OK, do we really need another set of RLE decoding and encoding routines? I think so, because I spent way too much time fiddling with existing ones, so I wrote another one from scratch.

These routines are
* memory-efficient
* fast
* definitely correct on a pixel basis for the specific format used in this competition.
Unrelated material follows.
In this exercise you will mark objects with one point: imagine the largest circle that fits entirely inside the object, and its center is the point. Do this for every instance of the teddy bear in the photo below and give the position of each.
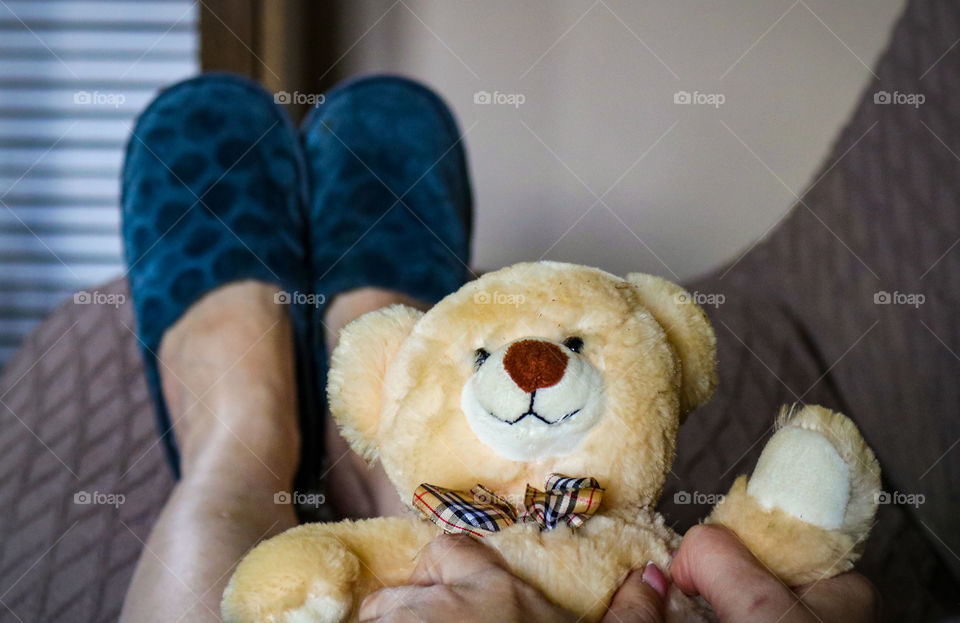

Some other routines I've found were off 1 pixel (not that it matters, but aren't we all a bit nitpicky in this line of work ;)) or had other limitations.

In [None]:
import numpy as np
import matplotlib.pyplot as plt
import pandas as pd
import tifffile as tiff

In [None]:
def rle2mask(rle, mask_shape):
    ''' takes a space-delimited RLE string in column-first order
    and turns it into a 2d boolean numpy array of shape mask_shape '''
    
    mask = np.zeros(np.prod(mask_shape), dtype=bool) # 1d mask array
    rle = np.array(rle.split()).astype(int) # rle values to ints
    starts = rle[::2]
    lengths = rle[1::2]
    for s, l in zip(starts, lengths):
        mask[s:s+l] = True
    return mask.reshape(np.flip(mask_shape)).T # flip because of column-first order


def mask2rle(mask):
    ''' takes a 2d boolean numpy array and turns it into a space-delimited RLE string '''
    
    mask = mask.T.reshape(-1) # make 1D, column-first
    mask = np.pad(mask, 1) # make sure that the 1d mask starts and ends with a 0
    starts = np.nonzero((~mask[:-1]) & mask[1:])[0] # start points
    ends = np.nonzero(mask[:-1] & (~mask[1:]))[0] # end points
    rle = np.empty(2 * starts.size, dtype=int) # interlacing...
    rle[0::2] = starts # ...starts...
    rle[1::2] = ends - starts # ...and lengths
    rle = ' '.join([ str(elem) for elem in rle ]) # turn into space-separated string
    return rle

Let's check with the original train RLEs:

In [None]:
df_enc = pd.read_csv('../input/hubmap-kidney-segmentation/train.csv')
df_enc

We'll take image 0486052bb:

In [None]:
enc_original = df_enc.iloc[3,1]
enc_original[:1000]

In [None]:
tiff_shape = tiff.TiffFile('../input/hubmap-kidney-segmentation/train/0486052bb.tiff').pages[0].shape[:2]
tiff_shape

Fast decoding:

In [None]:
%%time
mask = rle2mask(enc_original, tiff_shape)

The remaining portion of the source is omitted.